Benefits feature people telling how stories in The Fig Tree help ‘make connections’

At The Fig Tree Benefit Breakfast and Benefit Lunch in March, several speakers will share a few minutes each on the theme, “Making Connections,” telling how The Fig Tree newspaper, resource directory and its online presence help people connect with each other and connect ideas that motivate.

The breakfast buffet begins at 7:15 a.m. and the program at 7:30 a.m., Wednesday, March 13, in Cataldo Hall at Gonzaga University.

The lunch buffet begins at 11:45 a.m. and the program at noon, Friday, March 15, also in Cataldo Hall at Gonzaga University.

The 2013 breakfast speakers include Denise Atwood, fair trade advocate through Ganesh Himal Trading; Jan Martinez, founder and director of Christ Kitchen; John Osborn, a physician and long-time volunteer with the Upper Columbia Chapter of the Sierra Club, and Peggie Troutt, founder and coordinator for the Calvary Soup Kitchen in East Central Spokane.

The lunch speakers are Tony Stewart of the Kootenai County Task Force on Human Relations; Dick Boysen of the Spokane Guild’s School; Nasreen Shah of Jasmine Crafts and the Interfaith Council, and Lena Lopez Schindler of the Cathedral of St. John’s Service League and The Windfall Thrift Store.
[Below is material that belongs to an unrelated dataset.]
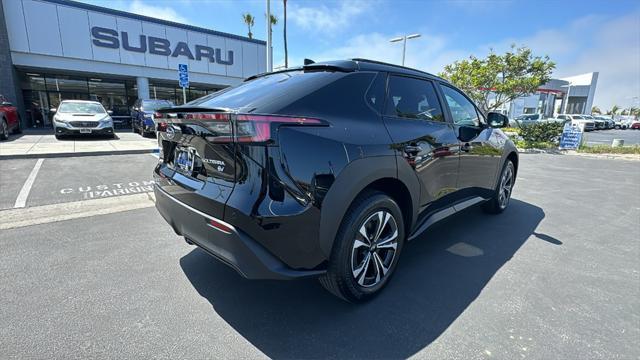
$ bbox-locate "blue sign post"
[560,123,582,150]
[178,64,189,104]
Evanne Montoya, an intern from Whitworth University who is writing articles for The Fig Tree, is preparing a video and slide show on the theme.
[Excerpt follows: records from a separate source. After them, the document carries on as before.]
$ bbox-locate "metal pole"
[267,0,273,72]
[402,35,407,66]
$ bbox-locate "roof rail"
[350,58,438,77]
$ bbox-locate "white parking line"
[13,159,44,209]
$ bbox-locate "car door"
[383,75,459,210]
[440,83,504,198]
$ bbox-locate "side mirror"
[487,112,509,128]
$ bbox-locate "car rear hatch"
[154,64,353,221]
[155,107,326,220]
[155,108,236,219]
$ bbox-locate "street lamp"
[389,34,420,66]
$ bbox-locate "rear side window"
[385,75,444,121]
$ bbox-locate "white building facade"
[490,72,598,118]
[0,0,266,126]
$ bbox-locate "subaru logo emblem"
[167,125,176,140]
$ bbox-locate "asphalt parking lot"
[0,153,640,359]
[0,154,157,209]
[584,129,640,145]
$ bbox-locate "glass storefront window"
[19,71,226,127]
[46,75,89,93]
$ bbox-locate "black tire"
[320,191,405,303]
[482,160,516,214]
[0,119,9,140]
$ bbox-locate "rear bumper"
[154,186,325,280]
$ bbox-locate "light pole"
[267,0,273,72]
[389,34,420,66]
The events gather both people who value The Fig Tree media and people who are interested in learning about them.  It is a time to celebrate The Fig Tree’s approach to journalism and its media that connect people in the faith and nonprofit communities. 
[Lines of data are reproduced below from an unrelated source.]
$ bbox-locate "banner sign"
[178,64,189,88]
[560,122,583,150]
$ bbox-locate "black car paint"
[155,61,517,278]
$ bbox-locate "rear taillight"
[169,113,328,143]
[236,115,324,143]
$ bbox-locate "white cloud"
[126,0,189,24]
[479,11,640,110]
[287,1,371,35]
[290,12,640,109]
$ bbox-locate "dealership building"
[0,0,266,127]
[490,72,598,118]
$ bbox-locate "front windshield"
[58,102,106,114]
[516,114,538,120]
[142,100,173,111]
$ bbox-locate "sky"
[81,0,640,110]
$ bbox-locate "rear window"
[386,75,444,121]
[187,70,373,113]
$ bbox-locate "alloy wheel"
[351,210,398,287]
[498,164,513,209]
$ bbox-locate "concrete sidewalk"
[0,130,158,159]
The events raise funds to help cover the costs of producing the media to share stories of everyday people who make a difference because of their faith and values.

“The benefits are opportunities to articulate our nonprofit model of journalism,” said Fig Tree editor, Mary Stamp, “to tell The Fig Tree story, like public broadcasting appeals, and not only invite support but also to invite people to become involved as volunteers and writers.”

She said this year’s events celebrate the completion of 29 years serving the Inland Northwest and the beginning of the 30th year.

 “While media are not direct service, as people are informed, they are inspired and become involved in serving people and advocating for policies to improve lives,” she said.  “We see when mainstream media focus on disasters, projects or issues, people are motivated to give and to help.  As mass media attention wanes, our media continue to tell stories of how faith and nonprofit communities work to restore lives, reach out and work to make society just.

“The Fig Tree not only makes connections, but also communicates that even though people and institutions may fail, people in faith and nonprofit communities care, serve, overcome divisions, challenge bigotry and greed, and work for shalom,” Mary said.  “Those who live their faith and values give us a plethora of stories to share.”

In 2013, The Fig Tree improved its website at www.thefigtree.org and is using Facebook and Twitter to help connect people with resources.

  This year, The Fig Tree will reprint 10,000 copies of the Elder Refugee Resource Directory it produced in Russian, Arabic, Nepali, Karen and Chin, in collaboration with World Relief, Refugee Connections Spokane and Aging and Long Term Care of Eastern Washington.

In addition, The Fig Tree trains interns from Whitworth University, Gonzaga University and Eastern Washington University, offering practical experience in its solutions-oriented media.

“We need to prepare young journalists for careers in new entrepreneurial forms of responsible community media,” Mary said.

Table hosts cover the cost of the meals for the guests they invite. There are still tables open to host and spaces for people to RSVP.